THURSDAY, Aug. 5, 2021 (HealthDay News) — In a guideline and expert panel report from the American College of Chest Physicians, published online July 13 in CHEST, recommendations are presented for low-dose chest computed tomography (CT) screening for lung cancer.
Peter J. Mazzone, M.D., M.P.H., from the Cleveland Clinic, and colleagues updated the evidence base for the benefits, harms, and implementation of low-dose chest CT screening. Data from 75 additional studies were included. Seven graded recommendations and nine ungraded consensus statements were developed.

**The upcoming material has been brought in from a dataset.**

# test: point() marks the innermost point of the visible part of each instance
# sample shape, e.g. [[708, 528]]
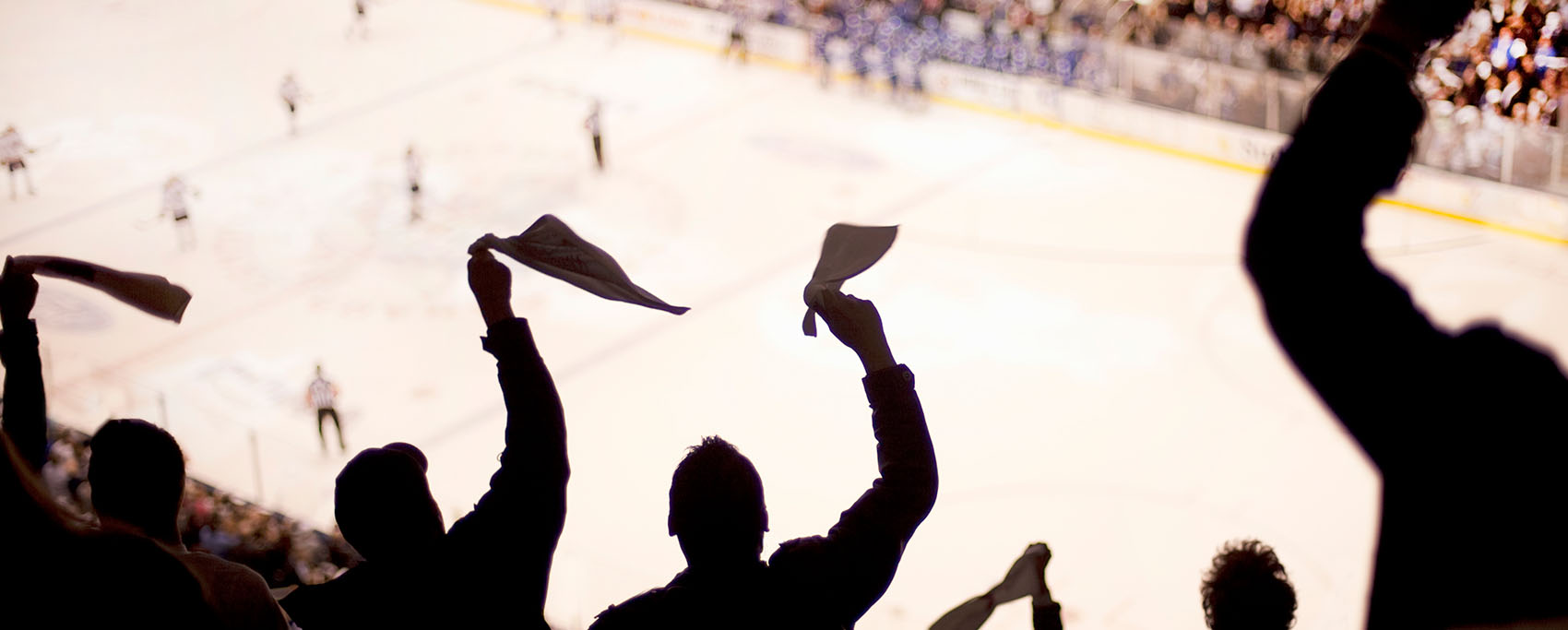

The authors recommend that annual screening with low-dose CT be offered to asymptomatic individuals aged 55 to 77 years who smoked 30 pack-years or more and either continue to smoke or have quit within the past 15 years (strong recommendation based on moderate-quality evidence). The authors recommend that low-dose CT screening should not be performed for individuals who have fewer than 30 pack-years of smoking or are younger than age 55 years or older than age 77 years, or who quit smoking more than 15 years ago and, based on clinical risk prediction calculators, do not have a high risk for having or developing lung cancer (strong recommendation based on moderate-quality evidence).
“Outlined in the recommendations is who should be screened and what that screening process should look like from the clinical side,” Mazzone said in a statement. “For an individual patient, these guidelines highlight the importance of education to foster informed, value-based decisions about whether to be screened.”